また、過度な飲酒も睡眠の質や脳の働きに影響します。
お酒を飲むと眠くなるため、「よく眠れる」と感じる人もいます。
しかし、眠りが浅くなったり、途中で目が覚めやすくなったりすることもあります。
つまり、記憶力だけを単独で考えるのではなく、睡眠、ストレス、飲酒などをまとめて見ることが大切です。
記憶力を良くするなら、まず生活を整える
記憶力を高めたいと聞くと、記憶術や脳トレを思い浮かべる人も多いでしょう。
もちろん、覚え方を工夫することも大切です。 しかし、その前に睡眠不足で疲れていたり、生活リズムが大きく崩れていたりすれば、本来の力を十分に使うことができません。

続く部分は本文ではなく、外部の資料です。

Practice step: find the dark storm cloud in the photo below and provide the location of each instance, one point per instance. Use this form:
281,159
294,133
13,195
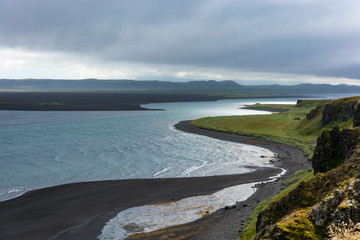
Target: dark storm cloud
301,36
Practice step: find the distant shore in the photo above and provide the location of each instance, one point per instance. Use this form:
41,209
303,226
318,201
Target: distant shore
80,210
98,100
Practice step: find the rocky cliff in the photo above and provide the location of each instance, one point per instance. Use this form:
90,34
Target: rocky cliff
332,196
308,210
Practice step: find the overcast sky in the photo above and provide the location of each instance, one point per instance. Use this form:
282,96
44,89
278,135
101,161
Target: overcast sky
251,41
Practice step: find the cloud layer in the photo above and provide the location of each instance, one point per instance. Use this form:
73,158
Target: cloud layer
317,37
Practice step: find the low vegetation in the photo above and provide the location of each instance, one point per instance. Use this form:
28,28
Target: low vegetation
49,104
309,204
249,230
294,126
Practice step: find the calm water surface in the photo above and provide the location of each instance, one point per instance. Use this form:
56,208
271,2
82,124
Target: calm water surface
48,148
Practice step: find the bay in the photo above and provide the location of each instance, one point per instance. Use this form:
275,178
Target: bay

パソコンにたとえるなら、高性能なCPUを積んでいても、電源が不安定だったり、熱がこもっていたりすれば性能を発揮できないのと同じです。
人間の脳も、まずは動作環境を整える必要があります。
私たちはどう使えばいいのか
記憶力を良くするために、特別なことをする必要はありません。
まず意識したいのは、
・きちんと眠ること
・偏りすぎない食事を取ること
・適度に体を動かすこと
・ストレスをためすぎないこと
とても当たり前に見えることばかりです。
しかし、こうした生活習慣は、脳が本来の力を発揮するための土台になります。
「最近、覚えられなくなった」と感じたとき、すぐに記憶力そのものが落ちたと考えるのではなく、
最近ちゃんと眠れているか、疲れがたまっていないか、生活が乱れていないかを振り返ってみる。
それも、記憶力を守るための大切な方法なのです。